Helen nodded. “I went to work for Roger Adams when he was still single, fresh out of law school, and just opening his practice. I actually attended his and Eileen’s wedding. As for Danitza, I couldn’t have loved that girl more if she’d been my own grandchild.”
“So when the whole estrangement thing happened between Nitz and her parents, that must have bothered you.”
“It bothered me, all right,” Helen agreed. “I was really disappointed that Roger and Eileen treated Nitz as an outcast. She’s certainly not the only young woman in Homer to become pregnant out of wedlock. I thought Roger and Eileen should have done what the rest of us do under those circumstances, namely take their medicine and make the best of it, but they didn’t. As a friend of the family who also happened to be an employee, I had to keep those opinions to myself.”
“From what I’ve been able to learn, Roger was infuriated by Nitz’s pregnancy, and I have reason to believe that Roger might have been behind Chris’s disappearance.”
“I don’t doubt that a bit,” Helen agreed. “I believe Roger handed Chris a fistful of cash and suggested he go elsewhere.”
“You don’t think Roger might have done something more permanent?” I asked.

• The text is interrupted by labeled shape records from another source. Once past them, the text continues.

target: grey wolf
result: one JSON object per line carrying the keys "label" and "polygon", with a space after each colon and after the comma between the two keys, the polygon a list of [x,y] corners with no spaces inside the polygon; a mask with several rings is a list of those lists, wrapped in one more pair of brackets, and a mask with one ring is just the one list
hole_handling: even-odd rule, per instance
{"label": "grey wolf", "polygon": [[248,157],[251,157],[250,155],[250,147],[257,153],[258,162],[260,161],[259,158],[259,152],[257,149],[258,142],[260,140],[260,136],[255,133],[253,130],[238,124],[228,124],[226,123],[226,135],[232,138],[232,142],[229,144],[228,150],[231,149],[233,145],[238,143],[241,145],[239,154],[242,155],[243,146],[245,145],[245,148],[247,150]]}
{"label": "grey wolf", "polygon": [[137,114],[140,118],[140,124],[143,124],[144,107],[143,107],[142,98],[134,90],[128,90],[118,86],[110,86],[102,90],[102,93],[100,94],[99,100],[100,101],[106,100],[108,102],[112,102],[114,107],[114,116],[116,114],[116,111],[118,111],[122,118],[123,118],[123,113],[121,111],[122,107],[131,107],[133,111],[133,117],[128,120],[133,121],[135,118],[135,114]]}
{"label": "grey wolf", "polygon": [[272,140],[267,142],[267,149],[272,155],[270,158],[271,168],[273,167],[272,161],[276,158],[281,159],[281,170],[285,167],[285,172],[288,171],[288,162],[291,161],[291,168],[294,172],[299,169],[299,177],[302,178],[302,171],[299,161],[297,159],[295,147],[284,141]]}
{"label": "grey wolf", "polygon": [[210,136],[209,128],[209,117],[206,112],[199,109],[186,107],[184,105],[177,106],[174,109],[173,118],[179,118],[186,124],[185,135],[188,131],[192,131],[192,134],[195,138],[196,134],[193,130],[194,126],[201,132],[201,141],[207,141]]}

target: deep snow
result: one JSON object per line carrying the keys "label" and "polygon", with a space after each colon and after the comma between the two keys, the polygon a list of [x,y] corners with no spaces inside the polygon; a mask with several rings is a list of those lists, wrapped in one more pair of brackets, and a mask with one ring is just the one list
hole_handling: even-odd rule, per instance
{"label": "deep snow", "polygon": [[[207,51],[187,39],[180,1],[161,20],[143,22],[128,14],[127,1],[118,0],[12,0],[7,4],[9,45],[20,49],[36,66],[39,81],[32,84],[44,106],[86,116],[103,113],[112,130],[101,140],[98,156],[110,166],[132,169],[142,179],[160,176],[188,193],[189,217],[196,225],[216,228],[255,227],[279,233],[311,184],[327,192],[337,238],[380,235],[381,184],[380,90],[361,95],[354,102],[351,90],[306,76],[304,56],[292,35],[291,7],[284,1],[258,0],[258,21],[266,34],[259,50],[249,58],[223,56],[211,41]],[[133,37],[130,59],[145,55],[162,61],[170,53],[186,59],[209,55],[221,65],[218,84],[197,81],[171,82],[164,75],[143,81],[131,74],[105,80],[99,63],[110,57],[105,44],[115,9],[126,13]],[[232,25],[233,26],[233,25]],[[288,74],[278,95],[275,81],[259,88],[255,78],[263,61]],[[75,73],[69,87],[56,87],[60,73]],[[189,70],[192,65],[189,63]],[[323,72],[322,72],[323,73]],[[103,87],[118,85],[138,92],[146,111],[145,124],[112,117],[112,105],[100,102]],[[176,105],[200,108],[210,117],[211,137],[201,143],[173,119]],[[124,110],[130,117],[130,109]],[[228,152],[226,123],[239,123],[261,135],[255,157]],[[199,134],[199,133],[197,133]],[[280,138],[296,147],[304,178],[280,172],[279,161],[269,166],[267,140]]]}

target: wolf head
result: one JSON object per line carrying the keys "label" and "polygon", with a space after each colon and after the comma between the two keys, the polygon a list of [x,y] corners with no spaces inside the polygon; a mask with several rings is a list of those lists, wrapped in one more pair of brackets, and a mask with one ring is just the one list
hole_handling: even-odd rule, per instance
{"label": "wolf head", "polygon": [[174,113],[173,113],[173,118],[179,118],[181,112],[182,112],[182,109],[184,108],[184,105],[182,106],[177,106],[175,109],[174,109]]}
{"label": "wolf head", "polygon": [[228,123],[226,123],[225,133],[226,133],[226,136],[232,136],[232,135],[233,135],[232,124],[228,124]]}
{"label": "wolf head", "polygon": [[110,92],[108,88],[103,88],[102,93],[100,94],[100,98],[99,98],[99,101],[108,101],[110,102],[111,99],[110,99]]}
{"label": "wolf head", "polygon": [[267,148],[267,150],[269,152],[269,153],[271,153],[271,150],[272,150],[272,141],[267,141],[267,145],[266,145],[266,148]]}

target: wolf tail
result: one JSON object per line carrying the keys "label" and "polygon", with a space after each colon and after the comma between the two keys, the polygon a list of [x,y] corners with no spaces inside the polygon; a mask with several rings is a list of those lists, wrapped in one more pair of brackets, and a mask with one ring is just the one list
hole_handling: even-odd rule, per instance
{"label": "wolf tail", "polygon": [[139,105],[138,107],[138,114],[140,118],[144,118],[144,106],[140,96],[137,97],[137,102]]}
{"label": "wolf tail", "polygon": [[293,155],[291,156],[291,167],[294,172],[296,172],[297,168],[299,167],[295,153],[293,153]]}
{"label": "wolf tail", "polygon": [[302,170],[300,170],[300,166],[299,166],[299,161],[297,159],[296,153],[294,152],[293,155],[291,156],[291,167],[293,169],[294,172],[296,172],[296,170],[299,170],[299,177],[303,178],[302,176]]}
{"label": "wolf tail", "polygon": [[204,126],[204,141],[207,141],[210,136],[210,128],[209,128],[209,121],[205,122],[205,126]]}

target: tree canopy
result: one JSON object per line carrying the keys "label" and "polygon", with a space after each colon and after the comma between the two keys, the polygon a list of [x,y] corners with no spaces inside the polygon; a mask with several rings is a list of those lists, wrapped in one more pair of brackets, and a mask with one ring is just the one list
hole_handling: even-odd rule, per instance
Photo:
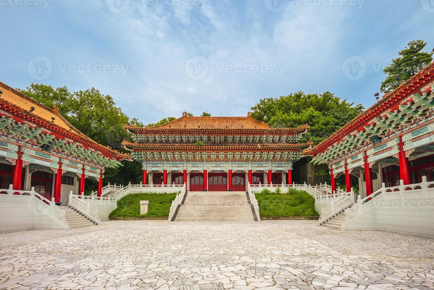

“As in kill him?” Helen asked. “Is that what you mean?”
I nodded.
“Absolutely not,” Helen declared. “Roger Adams may be an exceptionally stubborn and unforgiving man, but there’s not a murderous bone in his body. Roger has defended a killer or two over the years, but he could never be one.”
“So a bribe yes, but murder no?” I asked.
“That’s how I see it,” Helen said. “And you can’t really blame him. As far as husband and father material, Chris wasn’t a very likely prospect, and I’m sure Roger did what he felt was necessary in hopes of keeping his child from making what he regarded as a stupid, life-changing mistake.”
“You don’t fault Roger for that?”
“For shutting Nitz out his life?” Helen asked. “I certainly blame him for that, but when it comes to his having sent Chris packing, I don’t begrudge him that at all. Under similar circumstances, had I been in a position to pay the piper, I might have done the same thing.”
“Let’s talk about Danitza for a moment,” I said, changing the subject. “I understand you went to see her not long ago.”
“I did,” Helen said with a nod. “I felt as though she needed to be aware of what’s going on with her father.”